Les questions de Baillus : les rudiments de la reprise de logement

Article verrouillé Publié le par Association des Propriétaires du Québec

Sujet(s): Juridique,

Les questions de Baillus : les rudiments de la reprise de logement
VRAI OU FAUX

1. Comme je suis le propriétaire, si j'avise le locataire que je reprends le logement pour moi-même, celui-ci n'a pas d'autre choix que de quitter sans compensation.

2. Je peux reprendre un logement pour mon frère.

3. Il y a des situations particulières qui permettent l'octroi de compensations au locataire allant jusqu'à huit mille dollars (8,000.00$).

4. Si le locataire ne répond pas, cela sous entend qu'il accepte de quitter à la fin de son bail.

5. Il n'y a aucune procédure à faire si je veux relouer mon logement 8 mois après l’avoir repris.

6. Si je veux relouer le logement après y avoir habité, je dois absolument l'offrir en premier à l'ancien locataire.

7. Lors d'une audition à la Régie du logement, le régisseur peut refuser la reprise du logement s'il ne me croit pas.

8. Lors d'une audition à la Régie du logement pour reprendre un logement pour ma fille, celle-ci doit impérativement se présenter devant le régisseur pour témoigner.

9. Si le régisseur accepte ma demande de reprise mais m’ordonne de payer au locataire la somme de deux mille dollars (2,000.00$) pour son déménagement, le locataire pourrait saisir mon salaire ou mon compte de banque si je ne paye pas cette somme.

10. Le locataire peut me poursuivre en dommages si je ne reprends pas le logement tel que demandé.


Réponse de Me Reed :

1. Faux, le locataire a le droit de refuser même si la reprise est pour le propriétaire. Le propriétaire devra demander l’autorisation auprès de la Régie du logement et le locataire aura droit à une compensation pour son déménagement.

2. Faux, la reprise est permise uniquement pour le propriétaire lui-même et sa conjointe s’ils sont copropriétaires, les parents et les enfants du ou des propriétaires.
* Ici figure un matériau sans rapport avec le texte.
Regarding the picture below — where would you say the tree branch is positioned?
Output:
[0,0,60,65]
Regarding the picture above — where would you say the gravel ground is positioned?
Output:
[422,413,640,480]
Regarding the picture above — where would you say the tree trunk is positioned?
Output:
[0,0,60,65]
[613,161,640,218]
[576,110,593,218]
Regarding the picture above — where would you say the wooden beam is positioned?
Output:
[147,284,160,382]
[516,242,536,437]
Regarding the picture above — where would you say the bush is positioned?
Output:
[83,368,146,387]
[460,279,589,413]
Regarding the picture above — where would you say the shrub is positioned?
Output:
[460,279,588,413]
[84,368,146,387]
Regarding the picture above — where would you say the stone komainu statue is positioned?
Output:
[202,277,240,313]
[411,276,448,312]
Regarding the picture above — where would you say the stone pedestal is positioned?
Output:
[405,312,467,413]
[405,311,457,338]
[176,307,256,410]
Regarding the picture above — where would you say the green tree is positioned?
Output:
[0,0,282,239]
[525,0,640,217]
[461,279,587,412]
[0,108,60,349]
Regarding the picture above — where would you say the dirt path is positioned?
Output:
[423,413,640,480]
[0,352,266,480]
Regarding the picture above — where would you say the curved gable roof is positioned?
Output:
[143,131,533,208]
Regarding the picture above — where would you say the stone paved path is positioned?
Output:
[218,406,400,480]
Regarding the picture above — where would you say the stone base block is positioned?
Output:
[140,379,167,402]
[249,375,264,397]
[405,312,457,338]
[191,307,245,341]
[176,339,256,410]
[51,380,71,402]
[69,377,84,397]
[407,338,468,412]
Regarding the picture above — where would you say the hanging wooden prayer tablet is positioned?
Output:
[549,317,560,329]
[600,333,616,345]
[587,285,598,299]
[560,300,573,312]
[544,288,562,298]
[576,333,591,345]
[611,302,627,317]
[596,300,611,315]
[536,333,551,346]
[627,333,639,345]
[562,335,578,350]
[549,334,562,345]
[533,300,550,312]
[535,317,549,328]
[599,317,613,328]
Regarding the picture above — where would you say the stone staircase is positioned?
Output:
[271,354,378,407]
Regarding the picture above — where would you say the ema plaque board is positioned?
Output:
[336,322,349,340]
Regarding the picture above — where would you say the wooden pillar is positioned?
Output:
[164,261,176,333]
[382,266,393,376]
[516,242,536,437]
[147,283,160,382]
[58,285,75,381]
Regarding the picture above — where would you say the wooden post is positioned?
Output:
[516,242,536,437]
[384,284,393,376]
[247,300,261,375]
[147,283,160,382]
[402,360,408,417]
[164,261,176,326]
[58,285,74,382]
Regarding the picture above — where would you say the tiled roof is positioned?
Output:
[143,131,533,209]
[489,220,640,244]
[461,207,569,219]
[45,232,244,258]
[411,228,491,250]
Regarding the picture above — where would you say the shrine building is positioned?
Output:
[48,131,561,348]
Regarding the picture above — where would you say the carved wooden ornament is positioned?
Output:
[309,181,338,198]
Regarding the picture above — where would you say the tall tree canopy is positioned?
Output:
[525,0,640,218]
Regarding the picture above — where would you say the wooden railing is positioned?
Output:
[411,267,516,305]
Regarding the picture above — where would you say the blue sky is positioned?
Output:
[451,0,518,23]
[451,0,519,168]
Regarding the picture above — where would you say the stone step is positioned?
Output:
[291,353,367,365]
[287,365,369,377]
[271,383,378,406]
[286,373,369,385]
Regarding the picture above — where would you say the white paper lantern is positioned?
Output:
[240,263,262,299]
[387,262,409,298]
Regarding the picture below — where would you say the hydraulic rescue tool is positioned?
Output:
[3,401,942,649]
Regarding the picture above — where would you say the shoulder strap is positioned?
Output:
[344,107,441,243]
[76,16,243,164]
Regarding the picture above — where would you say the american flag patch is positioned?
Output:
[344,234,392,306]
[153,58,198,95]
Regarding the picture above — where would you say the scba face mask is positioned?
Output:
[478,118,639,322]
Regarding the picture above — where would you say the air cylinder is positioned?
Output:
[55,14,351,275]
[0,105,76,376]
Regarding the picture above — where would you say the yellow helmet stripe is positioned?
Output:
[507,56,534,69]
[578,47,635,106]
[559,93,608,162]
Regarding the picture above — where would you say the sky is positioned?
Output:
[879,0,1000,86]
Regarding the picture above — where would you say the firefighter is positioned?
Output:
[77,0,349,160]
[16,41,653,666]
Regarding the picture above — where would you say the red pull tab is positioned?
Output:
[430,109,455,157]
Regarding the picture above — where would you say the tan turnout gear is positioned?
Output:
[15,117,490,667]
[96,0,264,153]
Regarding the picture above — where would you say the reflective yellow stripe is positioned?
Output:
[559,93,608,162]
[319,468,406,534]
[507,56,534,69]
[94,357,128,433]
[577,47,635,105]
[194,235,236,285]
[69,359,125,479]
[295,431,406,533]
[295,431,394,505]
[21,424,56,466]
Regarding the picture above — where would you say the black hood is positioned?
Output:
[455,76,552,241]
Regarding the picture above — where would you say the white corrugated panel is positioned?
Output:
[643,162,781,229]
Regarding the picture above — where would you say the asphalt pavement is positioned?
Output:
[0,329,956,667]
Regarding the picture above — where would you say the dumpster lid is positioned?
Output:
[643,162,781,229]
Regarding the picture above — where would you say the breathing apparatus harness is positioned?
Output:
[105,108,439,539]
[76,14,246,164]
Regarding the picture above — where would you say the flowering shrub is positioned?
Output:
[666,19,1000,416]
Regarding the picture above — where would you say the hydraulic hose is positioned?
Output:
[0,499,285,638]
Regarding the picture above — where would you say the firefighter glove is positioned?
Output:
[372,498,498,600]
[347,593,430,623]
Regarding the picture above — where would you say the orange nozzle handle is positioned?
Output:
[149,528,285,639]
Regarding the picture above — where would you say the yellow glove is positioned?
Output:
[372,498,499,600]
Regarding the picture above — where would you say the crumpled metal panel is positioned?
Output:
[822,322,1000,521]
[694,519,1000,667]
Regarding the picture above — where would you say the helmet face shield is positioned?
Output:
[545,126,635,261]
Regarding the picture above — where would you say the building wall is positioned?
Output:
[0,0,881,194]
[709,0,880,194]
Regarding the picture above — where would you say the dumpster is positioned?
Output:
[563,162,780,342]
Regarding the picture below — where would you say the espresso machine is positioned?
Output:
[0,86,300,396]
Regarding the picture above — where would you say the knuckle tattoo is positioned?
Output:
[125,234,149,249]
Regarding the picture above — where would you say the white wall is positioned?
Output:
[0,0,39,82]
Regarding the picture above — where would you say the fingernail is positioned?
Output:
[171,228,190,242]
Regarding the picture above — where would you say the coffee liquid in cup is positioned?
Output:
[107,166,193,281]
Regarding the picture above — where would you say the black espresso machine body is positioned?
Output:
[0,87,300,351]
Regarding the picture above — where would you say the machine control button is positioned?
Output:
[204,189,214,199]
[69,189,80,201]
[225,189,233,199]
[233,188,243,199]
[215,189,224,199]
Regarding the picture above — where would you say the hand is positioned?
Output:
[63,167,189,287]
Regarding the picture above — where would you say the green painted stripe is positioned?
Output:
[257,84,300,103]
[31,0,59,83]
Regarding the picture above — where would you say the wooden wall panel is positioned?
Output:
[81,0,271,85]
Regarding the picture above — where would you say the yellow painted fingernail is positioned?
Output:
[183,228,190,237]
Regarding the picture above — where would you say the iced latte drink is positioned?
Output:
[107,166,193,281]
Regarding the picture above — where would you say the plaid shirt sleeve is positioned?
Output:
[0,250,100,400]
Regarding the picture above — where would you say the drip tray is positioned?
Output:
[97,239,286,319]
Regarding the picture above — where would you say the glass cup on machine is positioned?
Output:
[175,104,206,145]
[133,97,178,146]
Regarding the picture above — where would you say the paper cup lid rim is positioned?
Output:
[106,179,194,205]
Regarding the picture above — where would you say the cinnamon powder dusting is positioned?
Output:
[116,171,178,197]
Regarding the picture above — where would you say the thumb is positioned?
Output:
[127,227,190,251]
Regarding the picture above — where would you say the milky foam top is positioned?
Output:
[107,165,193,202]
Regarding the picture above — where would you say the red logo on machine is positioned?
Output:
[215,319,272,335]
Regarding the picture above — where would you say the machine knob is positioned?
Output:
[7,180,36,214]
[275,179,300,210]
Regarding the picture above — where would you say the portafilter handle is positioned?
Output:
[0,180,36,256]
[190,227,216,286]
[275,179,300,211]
C'est tout.

3. Vrai, dans certains cas spécifiques où les locataires sont des personnes âgées qui demeurent dans ce logement depuis un grand nombre d’années, des personnes à mobilité réduite, ou handicapées ou la combinaison de ces critères. L’enracinement et la difficulté de mobilité sont des critères déterminants.

4. Faux, si le locataire ne répond pas, il est présumé avoir refusé la reprise du logement. À la fin du délai octroyé au locataire pour répondre, vous aurez vous-même un mois pour ouvrir un dossier à la Régie pour demander la reprise du logement.

5. Faux, l'article 1970 du Code civil du Québec commande de demander la permission à la Régie du logement l'autorisation de relouer le logement. À ce moment, la Régie du logement fixe le nouveau loyer.

6. Faux, la loi ne prévoit pas cette éventualité.

7. Vrai, vous ne devez pas présupposer que la reprise va vous être accordée parce que vous êtes propriétaire. Vous devez fournir un témoignage crédible et expliquer votre projet afin de démontrer le sérieux de votre démarche, de ce fait, vous devez prouver que vous entendez réellement reprendre le logement pour la fin mentionnée dans l'avis et qu'il ne s'agit pas d'un prétexte pour atteindre d'autres fins.

8. Vrai, la personne qui reprend le logement doit absolument témoigner. L'absence de la fille du propriétaire sera fatale pour le dossier.

9. Vrai, les jugements de la Régie du logement ont la même valeur qu’un jugement de la Cour du Québec ou de la Cour Supérieure. Ces jugements peuvent être exécutés contre vous avec les mêmes moyens que les Tribunaux supérieures: saisie de salaire, saisie bancaire, saisie mobilière ou même hypothèque légale contre votre immeuble. Ainsi le jugement octroyant une indemnité au locataire dans le cadre d’une reprise de logement est un jugement contre vous en faveur du locataire concernant la partie compensation. Ne négligez pas cette partie du jugement.

10. Il est interdit d’utiliser la reprise de logement dans le but d’évincer le locataire plus rapidement que les recours usuels et ensuite le relouer à quelqu’un d’autre. La loi sanctionne cette pratique par l’octroi de dommages.